The Super Bowl election
I usually love the annual spectacle of the Super Bowl. The two-week buildup, the potential for legendary performances, the uber-capitalist energy of the commercials and half-time performance – it always promises to be a great show.
But with the exception of a phenomenal 5-minute Bruno Mars/Beyonce duet at halftime, this year’s big game was remarkably boring. With a lack of much good football to talk about, the post-game media narrative focused more on the larger-than-life personalities of the two quarterbacks than anything they did on the field. The Panthers’ Cam Newton suffered an on-field meltdown worthy of a petulant toddler, then gave a famously terse post-game press conference. The Broncos’ Peyton Manning, whose willingness to sign endorsement deals was impossible to miss during commercial breaks all season, celebrated his win by kissing “Papa John” Schnatter and shilling for Budweiser. Heroic role models these quarterbacks were not.

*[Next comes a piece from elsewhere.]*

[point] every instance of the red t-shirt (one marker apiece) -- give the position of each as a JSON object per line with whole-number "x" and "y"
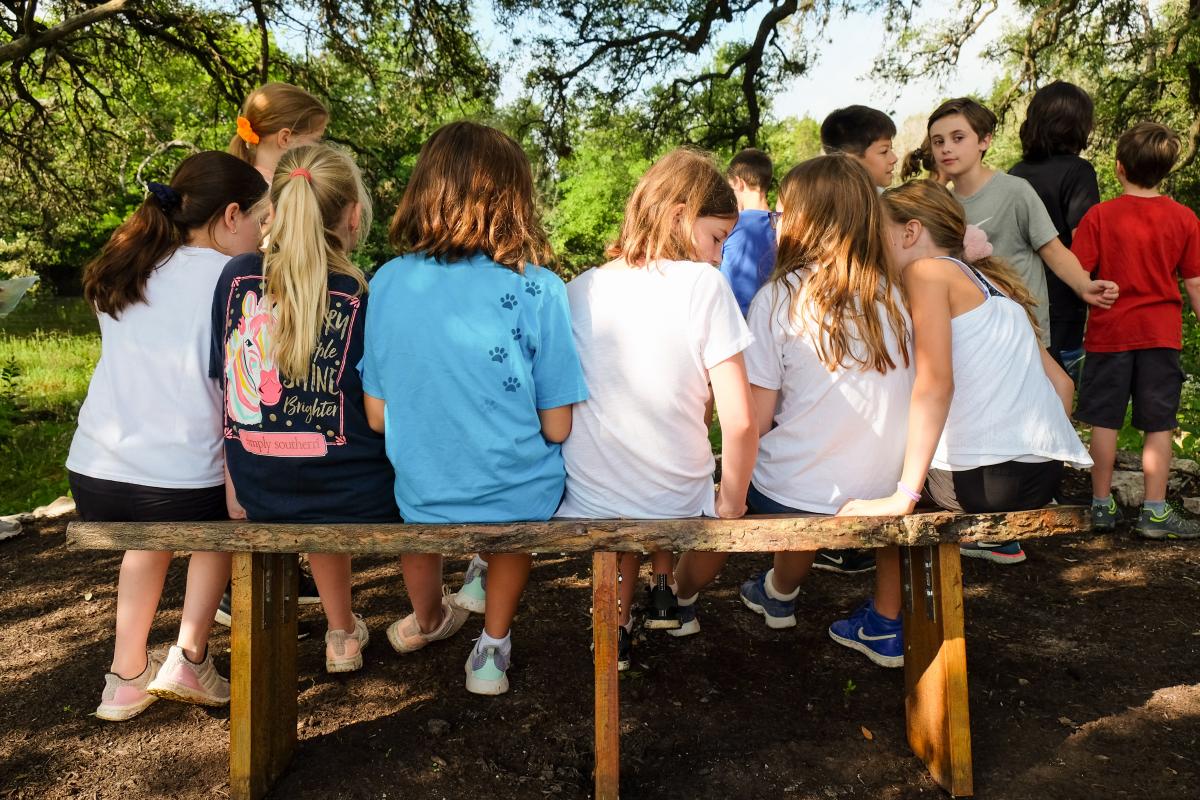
{"x": 1145, "y": 245}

More than any other position in any other sport, the quarterback is the face of a football team. Much of this attention is deserved – the quarterback has a tremendous combination of freedom and responsibility to shape the outcome of each game – but a team is much more than its star player. As fellow Packer’s fans will appreciate all too well, a great quarterback often can’t make up for serious deficiencies elsewhere on the team. And despite how demoralizing losing a star quarterback can be, statistical evidence suggests that a team’s playoff chances do not rest entirely on his shoulders.

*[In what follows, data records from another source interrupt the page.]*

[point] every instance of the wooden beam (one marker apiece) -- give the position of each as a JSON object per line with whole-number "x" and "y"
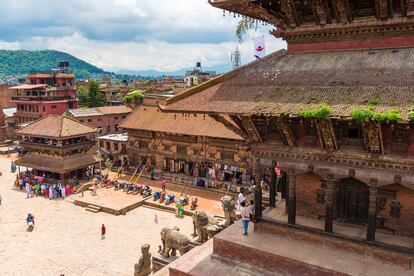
{"x": 230, "y": 126}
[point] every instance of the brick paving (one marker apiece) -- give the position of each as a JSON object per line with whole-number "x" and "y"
{"x": 66, "y": 239}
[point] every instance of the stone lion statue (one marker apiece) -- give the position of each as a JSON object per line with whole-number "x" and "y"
{"x": 229, "y": 209}
{"x": 143, "y": 267}
{"x": 173, "y": 240}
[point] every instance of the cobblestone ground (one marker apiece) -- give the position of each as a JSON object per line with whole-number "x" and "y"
{"x": 66, "y": 239}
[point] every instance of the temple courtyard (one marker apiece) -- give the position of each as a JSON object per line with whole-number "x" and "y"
{"x": 66, "y": 239}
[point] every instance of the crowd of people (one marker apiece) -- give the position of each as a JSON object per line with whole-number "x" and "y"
{"x": 38, "y": 187}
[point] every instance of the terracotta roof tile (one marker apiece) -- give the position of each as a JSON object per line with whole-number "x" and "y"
{"x": 57, "y": 127}
{"x": 291, "y": 82}
{"x": 150, "y": 118}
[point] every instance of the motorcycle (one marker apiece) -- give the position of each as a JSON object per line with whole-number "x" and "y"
{"x": 170, "y": 199}
{"x": 156, "y": 196}
{"x": 194, "y": 203}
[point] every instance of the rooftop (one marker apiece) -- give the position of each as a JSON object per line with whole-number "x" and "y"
{"x": 97, "y": 111}
{"x": 120, "y": 137}
{"x": 288, "y": 83}
{"x": 55, "y": 126}
{"x": 150, "y": 118}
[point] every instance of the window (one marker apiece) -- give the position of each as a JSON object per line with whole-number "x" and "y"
{"x": 227, "y": 155}
{"x": 182, "y": 149}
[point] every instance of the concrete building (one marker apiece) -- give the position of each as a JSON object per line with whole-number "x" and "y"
{"x": 106, "y": 118}
{"x": 45, "y": 94}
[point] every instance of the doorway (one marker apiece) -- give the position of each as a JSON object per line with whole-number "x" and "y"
{"x": 352, "y": 201}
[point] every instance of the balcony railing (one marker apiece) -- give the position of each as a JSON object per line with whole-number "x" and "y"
{"x": 42, "y": 98}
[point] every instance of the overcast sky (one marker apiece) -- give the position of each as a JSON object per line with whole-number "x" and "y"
{"x": 164, "y": 35}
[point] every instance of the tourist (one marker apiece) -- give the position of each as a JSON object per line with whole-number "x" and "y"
{"x": 245, "y": 213}
{"x": 240, "y": 199}
{"x": 152, "y": 172}
{"x": 50, "y": 192}
{"x": 103, "y": 231}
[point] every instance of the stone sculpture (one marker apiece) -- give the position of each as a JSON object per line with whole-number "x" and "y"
{"x": 143, "y": 267}
{"x": 229, "y": 209}
{"x": 206, "y": 226}
{"x": 173, "y": 240}
{"x": 200, "y": 223}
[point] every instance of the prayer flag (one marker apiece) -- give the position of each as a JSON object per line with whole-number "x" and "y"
{"x": 259, "y": 47}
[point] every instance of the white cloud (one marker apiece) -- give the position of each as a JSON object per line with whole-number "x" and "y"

A similar mystique shrouds the Oval Office. The president has control over the world’s strongest military and considerable power to shape economic and foreign policy. But events in recent years should remind us that the power of the White House is often no match for the vagaries of a complex world. As we’ve witnessed in Libya and Syria, even the judicious use of American power can cause unintended consequences that quickly spiral out of control. And as world markets continue to slump due in part to low oil prices and lackluster growth in emerging markets, we should remember that the interdependent forces that combine to shape the global economy are much too complicated for a single person to take credit (or blame).

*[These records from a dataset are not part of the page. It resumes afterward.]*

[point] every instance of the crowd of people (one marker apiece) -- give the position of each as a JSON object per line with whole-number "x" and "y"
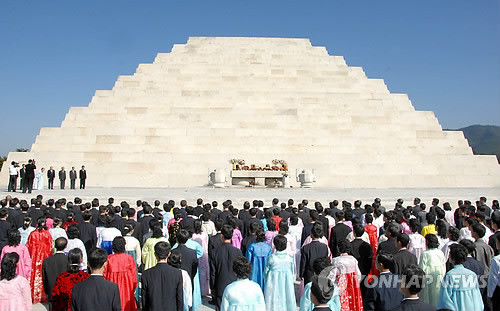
{"x": 33, "y": 179}
{"x": 78, "y": 255}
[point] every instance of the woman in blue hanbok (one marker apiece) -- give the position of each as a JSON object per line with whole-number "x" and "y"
{"x": 243, "y": 294}
{"x": 196, "y": 281}
{"x": 279, "y": 291}
{"x": 320, "y": 265}
{"x": 460, "y": 289}
{"x": 258, "y": 253}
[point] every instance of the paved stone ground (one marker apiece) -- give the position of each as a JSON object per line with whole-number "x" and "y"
{"x": 239, "y": 195}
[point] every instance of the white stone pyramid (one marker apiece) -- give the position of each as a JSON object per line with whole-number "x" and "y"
{"x": 258, "y": 99}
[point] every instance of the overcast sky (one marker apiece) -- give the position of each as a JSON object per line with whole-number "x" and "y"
{"x": 55, "y": 54}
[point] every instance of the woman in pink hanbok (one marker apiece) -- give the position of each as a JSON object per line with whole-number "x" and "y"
{"x": 347, "y": 275}
{"x": 202, "y": 238}
{"x": 14, "y": 246}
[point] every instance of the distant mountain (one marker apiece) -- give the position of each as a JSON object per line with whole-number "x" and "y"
{"x": 483, "y": 139}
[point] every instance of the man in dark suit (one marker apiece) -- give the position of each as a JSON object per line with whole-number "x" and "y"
{"x": 29, "y": 176}
{"x": 72, "y": 178}
{"x": 389, "y": 246}
{"x": 189, "y": 262}
{"x": 187, "y": 223}
{"x": 221, "y": 267}
{"x": 62, "y": 177}
{"x": 338, "y": 233}
{"x": 96, "y": 293}
{"x": 403, "y": 258}
{"x": 413, "y": 279}
{"x": 51, "y": 174}
{"x": 22, "y": 175}
{"x": 384, "y": 294}
{"x": 310, "y": 252}
{"x": 162, "y": 284}
{"x": 53, "y": 266}
{"x": 83, "y": 177}
{"x": 88, "y": 233}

That nuance is nowhere to be found this year. Much like how Cam and Peyton’s huge, controversial personalities overshadowed their respective failures on the field in Super Bowl 50, the run-up to the election of our 45th president is being dominated by the cults of Trump, Cruz and Sanders. On the right, there have been plenty of calls for wall-building, carpet bombing and repealing Obamacare, with disturbingly little consideration of consequences. On the left, there is even less discussion of how plans for free college and universal health care would be paid for and why they would be accepted by a deeply hostile opposition.
And just like the desperate fans of a losing team who pin their hopes for next season on a transformative first-round draft pick, the narrative of the primaries is that the next president will single-handedly remake the country and the world in their image. The complexity of the challenges we face, and how much the president can realistically do to address them, is lost in the cacophony of demands for idealogical heroism. Zealous supporters reject the value of cooperation and consensus, and demagogues thrive by making promises they have no ability to keep.
There may be no I in team, but there is one in election.
Nicholas Haynes, from Milwaukee, is a third-year Ph.D. student in physics at Duke.